Rumors of the Author’s Death Have Been Greatly Exaggerated

The state of lazy media analysis in the age of Twitter

As I’ve been trying (with varying success) to ween myself off of social media, it’s been a little easier to recognize that the internet discourse has probably been a net positive. For as awful as it often is, it has changed the way I think about a lot of things. I tend to think about diversity and representation with more empathy instead of just sympathy, and I’m better at being mindful of my implicit biases and my own tendency to assume white, middle-class male by default.

I have to keep reminding myself of that, because so often I’ll read something that triggers my reactionary The Internet Is Irredeemably Broken, Shut it All Down Now response. The most recent trigger has been the corruption of the idea of “the death of the author,” turning it from something potentially expansive and democratic, into a regressive, lazy, arrogant, and willfully incurious way to approach art.

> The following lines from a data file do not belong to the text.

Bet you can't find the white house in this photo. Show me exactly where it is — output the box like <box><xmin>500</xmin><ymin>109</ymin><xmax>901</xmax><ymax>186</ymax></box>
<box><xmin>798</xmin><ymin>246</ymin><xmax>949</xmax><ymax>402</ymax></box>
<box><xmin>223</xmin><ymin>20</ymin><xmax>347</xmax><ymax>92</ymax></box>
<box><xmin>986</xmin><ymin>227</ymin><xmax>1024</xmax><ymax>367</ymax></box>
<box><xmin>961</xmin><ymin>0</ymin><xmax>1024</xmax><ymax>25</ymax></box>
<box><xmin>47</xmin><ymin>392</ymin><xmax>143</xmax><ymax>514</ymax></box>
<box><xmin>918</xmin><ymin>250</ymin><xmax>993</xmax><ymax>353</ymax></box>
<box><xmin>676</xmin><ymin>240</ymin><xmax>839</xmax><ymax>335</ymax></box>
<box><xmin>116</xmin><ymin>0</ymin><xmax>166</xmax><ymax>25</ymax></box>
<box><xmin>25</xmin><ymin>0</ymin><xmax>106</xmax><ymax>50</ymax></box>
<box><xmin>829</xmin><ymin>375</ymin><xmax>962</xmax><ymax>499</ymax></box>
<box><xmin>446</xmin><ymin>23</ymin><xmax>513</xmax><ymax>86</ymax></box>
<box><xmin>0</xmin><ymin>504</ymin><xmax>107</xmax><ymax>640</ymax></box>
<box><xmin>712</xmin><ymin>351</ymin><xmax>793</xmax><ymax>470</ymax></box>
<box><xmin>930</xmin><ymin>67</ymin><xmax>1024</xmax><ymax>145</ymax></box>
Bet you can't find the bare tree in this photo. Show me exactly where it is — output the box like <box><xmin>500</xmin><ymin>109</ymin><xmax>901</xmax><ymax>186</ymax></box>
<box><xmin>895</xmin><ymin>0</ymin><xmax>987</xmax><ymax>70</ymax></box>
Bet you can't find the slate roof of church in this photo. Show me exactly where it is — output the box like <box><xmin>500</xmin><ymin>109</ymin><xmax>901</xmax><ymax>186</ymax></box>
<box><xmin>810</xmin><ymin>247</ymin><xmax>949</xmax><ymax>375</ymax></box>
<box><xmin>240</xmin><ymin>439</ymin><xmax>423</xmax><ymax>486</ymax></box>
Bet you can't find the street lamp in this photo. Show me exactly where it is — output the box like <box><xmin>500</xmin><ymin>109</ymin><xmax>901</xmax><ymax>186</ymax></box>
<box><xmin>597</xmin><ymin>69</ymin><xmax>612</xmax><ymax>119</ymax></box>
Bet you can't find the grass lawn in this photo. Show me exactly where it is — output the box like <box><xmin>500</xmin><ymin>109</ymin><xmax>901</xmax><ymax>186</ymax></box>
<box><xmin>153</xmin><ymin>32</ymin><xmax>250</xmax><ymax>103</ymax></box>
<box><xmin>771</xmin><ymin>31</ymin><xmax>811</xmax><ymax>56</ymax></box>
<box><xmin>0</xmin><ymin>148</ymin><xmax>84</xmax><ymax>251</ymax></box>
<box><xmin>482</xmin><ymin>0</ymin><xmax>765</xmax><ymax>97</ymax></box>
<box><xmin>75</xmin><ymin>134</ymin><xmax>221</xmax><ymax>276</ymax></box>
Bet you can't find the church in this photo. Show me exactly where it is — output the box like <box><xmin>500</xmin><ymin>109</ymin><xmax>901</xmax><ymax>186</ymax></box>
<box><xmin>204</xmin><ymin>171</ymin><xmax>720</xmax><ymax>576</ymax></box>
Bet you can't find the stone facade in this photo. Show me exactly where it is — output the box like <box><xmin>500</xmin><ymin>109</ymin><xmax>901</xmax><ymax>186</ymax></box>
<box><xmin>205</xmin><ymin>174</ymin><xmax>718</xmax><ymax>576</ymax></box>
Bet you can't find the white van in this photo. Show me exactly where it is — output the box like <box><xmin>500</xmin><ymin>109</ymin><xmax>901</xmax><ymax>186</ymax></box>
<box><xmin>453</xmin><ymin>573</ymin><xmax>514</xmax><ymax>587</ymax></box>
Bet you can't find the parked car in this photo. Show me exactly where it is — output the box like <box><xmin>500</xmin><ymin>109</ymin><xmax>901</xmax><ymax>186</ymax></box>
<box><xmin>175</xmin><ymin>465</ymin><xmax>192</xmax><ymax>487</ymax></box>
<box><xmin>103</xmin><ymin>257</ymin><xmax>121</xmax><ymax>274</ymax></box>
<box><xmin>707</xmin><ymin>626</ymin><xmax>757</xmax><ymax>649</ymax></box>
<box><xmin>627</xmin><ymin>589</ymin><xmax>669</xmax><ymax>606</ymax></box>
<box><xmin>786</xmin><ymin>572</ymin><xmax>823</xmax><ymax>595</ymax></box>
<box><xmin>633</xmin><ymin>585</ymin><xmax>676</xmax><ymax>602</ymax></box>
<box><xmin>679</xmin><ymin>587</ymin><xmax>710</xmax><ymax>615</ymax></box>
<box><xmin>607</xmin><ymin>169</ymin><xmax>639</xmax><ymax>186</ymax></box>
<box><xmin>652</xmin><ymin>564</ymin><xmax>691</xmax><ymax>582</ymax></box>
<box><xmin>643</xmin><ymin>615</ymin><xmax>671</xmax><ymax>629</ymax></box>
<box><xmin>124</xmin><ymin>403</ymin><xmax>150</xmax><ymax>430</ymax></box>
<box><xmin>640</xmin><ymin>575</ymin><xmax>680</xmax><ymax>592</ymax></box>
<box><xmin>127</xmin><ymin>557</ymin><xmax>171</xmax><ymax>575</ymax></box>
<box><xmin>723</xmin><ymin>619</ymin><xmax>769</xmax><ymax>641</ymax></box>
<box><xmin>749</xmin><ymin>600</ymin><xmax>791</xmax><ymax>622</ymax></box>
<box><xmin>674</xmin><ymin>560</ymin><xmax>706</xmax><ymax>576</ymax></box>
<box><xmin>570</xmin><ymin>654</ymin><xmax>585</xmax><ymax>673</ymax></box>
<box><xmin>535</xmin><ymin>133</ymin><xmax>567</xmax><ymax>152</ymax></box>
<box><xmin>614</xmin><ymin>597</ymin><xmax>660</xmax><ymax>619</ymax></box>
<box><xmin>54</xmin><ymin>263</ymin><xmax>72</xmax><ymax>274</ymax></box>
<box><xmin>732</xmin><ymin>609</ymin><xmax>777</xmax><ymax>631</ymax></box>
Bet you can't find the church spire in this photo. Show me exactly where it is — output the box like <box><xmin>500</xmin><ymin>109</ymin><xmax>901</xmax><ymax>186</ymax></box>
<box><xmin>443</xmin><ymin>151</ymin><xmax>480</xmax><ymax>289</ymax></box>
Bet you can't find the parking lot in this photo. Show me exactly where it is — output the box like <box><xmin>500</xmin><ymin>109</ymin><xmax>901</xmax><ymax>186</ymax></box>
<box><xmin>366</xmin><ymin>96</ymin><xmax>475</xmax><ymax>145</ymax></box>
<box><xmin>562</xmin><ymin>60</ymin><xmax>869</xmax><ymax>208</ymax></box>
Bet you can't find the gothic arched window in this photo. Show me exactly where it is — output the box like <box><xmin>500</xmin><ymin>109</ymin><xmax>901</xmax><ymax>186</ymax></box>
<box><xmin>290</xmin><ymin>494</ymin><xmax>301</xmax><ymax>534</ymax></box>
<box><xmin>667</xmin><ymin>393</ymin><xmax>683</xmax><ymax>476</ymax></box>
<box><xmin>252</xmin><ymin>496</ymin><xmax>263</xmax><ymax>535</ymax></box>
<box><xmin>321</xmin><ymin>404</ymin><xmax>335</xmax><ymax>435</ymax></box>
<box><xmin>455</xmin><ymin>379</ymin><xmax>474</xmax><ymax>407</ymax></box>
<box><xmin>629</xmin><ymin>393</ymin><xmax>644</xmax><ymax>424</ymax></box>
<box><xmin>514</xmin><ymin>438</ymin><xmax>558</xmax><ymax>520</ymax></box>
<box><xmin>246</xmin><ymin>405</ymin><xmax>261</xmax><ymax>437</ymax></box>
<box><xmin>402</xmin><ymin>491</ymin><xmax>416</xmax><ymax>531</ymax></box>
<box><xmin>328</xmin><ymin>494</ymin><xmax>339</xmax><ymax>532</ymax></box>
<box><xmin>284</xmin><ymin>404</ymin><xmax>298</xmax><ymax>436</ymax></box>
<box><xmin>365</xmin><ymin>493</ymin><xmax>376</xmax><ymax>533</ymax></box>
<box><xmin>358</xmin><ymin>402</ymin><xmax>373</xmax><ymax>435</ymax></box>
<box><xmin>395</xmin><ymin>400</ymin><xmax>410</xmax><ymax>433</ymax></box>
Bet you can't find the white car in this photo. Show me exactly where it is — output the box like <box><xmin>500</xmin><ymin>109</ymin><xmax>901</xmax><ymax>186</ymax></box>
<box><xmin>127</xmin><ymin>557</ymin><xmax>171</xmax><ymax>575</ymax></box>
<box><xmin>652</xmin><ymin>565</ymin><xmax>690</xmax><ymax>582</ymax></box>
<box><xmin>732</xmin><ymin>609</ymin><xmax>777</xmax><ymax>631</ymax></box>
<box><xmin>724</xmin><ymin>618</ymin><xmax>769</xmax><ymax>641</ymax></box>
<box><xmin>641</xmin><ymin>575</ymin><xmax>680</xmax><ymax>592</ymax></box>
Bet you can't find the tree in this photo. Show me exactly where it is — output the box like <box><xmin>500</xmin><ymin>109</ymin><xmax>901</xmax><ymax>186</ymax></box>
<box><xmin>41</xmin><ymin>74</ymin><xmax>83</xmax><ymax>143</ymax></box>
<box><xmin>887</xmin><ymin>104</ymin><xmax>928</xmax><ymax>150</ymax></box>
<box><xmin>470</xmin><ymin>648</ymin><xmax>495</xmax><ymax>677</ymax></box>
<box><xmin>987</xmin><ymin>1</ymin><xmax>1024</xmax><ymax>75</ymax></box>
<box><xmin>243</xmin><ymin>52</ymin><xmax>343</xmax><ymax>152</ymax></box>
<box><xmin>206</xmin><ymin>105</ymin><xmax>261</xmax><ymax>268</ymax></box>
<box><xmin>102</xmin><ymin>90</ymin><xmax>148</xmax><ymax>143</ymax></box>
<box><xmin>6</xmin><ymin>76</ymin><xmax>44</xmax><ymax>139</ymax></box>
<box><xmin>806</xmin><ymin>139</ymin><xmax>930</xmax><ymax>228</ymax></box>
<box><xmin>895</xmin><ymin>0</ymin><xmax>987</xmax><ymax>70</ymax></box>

It’s been annoying me for a couple of years, as I’ve seen the regressive version gain traction and eventually become just taken for granted. When I first encountered the assertion “intent doesn’t matter,” I’d assumed that it was just a typical case of over-simplified hyperbole. Of course they realize that intent matters, I thought. They’re just being provocative, to make the point that a negative or stereotypical depiction can still be harmful, even if it isn’t intended as such.

As I’ve been seeing increasingly literal and shallow interpretations of art and entertainment, I’m not so sure. Especially since it’s so often used in conjunction with my other most hated, regressive trend in popular media analysis, the bullshit idea of “punching up” vs “punching down.” It perpetuates this idea that art and entertainment isn’t actually a dialogue between authors and audiences, but an environment in which powerful creators make products for people to consume or reject.

If you take “intent doesn’t matter” to its extreme, you make it impossible for camp, black comedy, and satire to exist. Or at least, if it still exists, it’s been rendered so toothless as to be inert.

(I should probably mention that I’m talking about actual satire, and not the version in which anybody who’s been called out for being an asshole immediately and invariably shouts “it was satire!” as their first line of defense. Because come on, nobody actually believes it).

Even if that’s an over-exaggeration of “intent doesn’t matter,” the idea is arrogant and reductive at its core. It assumes that an audience’s interpretation — or more often, a hypothetical audience’s interpretation, since it too often looks for potential offense instead of responding to actual offense — takes precedence over the author’s, instead of being on equal footing with it.

That reduces your media analysis to be based on your own assumptions and your own experience, without needing to challenge those assumptions. If you assume that a negative or stereotypical depiction is negative or stereotypical regardless of intent, you ignore the potential for an artist to use that depiction to say something that’s not completely literal. Literal in the same sense as putting disclaimers before cartoons that have racist caricatures, for instance. Having to explicitly acknowledge “this is bad and we, the artists who created this material or the publishers responsible for releasing it, know that it is bad” in a way that can’t possibly be misinterpreted by even the most stubborn person in the audience.

Even if it’s being used to establish a time or place, to consider themes of racial or cultural identity, or to comment on the stereotypical depiction itself. Or all three, like for instance, all of the anti-semitic (and anti-Italian, and anti-Irish, and misogynist, and homophobic) material in Miller’s Crossing. Removing any of that from the movie would cheapen it irreparably. It’s as impassive as its protagonist when it comes to questions of loyalty and morality, and it defiantly resists a literal interpretation, a declaration of who’s good and who’s bad and what it all means.

If you’ve only got the one hammer and approach every piece of art looking for nails, you’re shutting out the potential for art to change how you think. Treating every negative depiction as interchangeable imposes a new sort of Hays Code on art: context is irrelevant, only the depiction matters. Eventually, you end up with a cargo cult going through the motions of progressive representation instead of making actual progress. It becomes a list of approved and taboo depictions, instead of more thoughtful consideration of what makes a depiction negative or how it actually affects people.

And even if you don’t believe in — or don’t care about — the potential chilling effect, it’s still just an extremely shallow and ignorant way to approach art. I don’t understand watching something with such a lack of humility that you refuse to consider that it’s challenging your assumptions instead of just reinforcing them. If you genuinely believe in diversity of representation, then excluding anyone’s voice from the conversation goes against that.